What we have here is a young woman, with no reports of previous positive tests, who smoked or ingested some marijuana after learning of the death of her mother. She didn’t gain a competitive edge. In fact, if she went to a doctor and explained her situation, she might likely have gotten a prescription for the drug and we wouldn’t have gotten to know more about Sha’Carri Richardson until she competed in Tokyo.

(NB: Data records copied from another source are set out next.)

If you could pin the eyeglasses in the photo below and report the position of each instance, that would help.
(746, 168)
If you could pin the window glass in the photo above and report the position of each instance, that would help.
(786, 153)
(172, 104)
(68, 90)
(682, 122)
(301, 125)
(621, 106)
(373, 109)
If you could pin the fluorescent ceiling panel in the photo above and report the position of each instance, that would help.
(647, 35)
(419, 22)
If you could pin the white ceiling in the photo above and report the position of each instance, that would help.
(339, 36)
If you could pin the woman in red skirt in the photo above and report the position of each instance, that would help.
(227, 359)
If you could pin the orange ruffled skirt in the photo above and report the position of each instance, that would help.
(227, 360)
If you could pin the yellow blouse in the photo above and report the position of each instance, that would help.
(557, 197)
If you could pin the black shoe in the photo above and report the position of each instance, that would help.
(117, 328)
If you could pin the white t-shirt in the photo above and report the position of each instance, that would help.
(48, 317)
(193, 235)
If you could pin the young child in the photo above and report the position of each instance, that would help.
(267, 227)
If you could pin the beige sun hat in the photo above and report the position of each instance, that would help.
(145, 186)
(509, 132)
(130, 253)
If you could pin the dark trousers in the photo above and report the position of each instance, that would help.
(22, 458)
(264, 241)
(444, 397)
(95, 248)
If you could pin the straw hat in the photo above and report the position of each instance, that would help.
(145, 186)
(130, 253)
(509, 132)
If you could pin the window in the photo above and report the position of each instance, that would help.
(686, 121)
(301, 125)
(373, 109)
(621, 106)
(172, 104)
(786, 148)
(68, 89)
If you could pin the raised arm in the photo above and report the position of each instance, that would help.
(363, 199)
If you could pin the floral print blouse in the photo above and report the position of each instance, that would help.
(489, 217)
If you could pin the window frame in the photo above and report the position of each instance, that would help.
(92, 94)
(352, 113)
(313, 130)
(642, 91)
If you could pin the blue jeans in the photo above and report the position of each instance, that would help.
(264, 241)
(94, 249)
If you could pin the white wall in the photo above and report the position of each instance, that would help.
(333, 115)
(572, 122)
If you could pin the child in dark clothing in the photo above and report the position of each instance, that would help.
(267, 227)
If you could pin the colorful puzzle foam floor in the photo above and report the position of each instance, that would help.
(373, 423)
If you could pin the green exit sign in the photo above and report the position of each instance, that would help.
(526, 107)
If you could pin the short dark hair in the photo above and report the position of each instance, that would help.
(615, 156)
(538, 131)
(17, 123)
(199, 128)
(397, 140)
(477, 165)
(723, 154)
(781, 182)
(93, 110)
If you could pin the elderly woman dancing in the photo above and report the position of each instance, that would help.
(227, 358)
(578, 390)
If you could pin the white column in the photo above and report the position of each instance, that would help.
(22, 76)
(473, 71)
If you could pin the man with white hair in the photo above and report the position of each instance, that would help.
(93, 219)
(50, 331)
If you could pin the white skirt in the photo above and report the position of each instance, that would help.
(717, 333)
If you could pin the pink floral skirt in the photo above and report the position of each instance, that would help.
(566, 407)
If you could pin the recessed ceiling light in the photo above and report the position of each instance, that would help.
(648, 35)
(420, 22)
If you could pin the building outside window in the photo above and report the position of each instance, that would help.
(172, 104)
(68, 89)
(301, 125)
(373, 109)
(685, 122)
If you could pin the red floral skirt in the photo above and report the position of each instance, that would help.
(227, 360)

Surely there is a more constructive way for Richardson to be penalized. She could speak to high school and junior high school athletes about her experience or volunteer at a medical marijuana dispensary.

Or she can be suspended on, oh say, Jan. 1st when friends tell me a lot of people would test positive for a performance enhazing drug. The way it stands now, this is, as my friends would say, a bummer man.

EURO 2020 – OBSERVATIONS FROM A FLEDGLING SOCCER FAN: I am not saying watching these thrilling EUFA 2020 matches has had a weird effect on me but the other day I got tangled up in my dog Linsey’s leash and tripped. I grabbed my ankle and began howling in pain as I looked around in vain for an official holding up a yellow card.

Like many fledgling soccer fans, I’m not certain when or if a player is truly hurt or faking it. The best evidence that it’s the latter comes courtesy of the Italian team in its 2-1 win over Belgium.

Watch Italy’s appropriately named Ciro Immobile (No.17), who is quite immobile and down on the pitch, holding his right ankle and seemingly badly injured – until: Teammate Nicolo Barella’s scores in the 31st minute, giving Italy a 1-0 lead. Immobile has his head turned, giving him a perfect view of the goal. Suddenly he rises like a phoenix, showing no sign of any discomfort, no less injury. Brilliant!

We’d like to suggest the Phoenix Award, sponsored by, oh say, the International Private Physical Therapy Association (IPPTA), “We Get You Back on Your Feet,” and presented annually to the soccer player who best feigns an injury. We’d certainly offer the award to men and women but women are tougher and don’t engage in these theatrics.

ESPN’s brilliant soccer announcer Derek Rae informed us Bjorn Kuipers, the referee in Sunday’s Denmark-Czech Republic game, also finds time to run a hair salon in The Netherlands. Brilliant.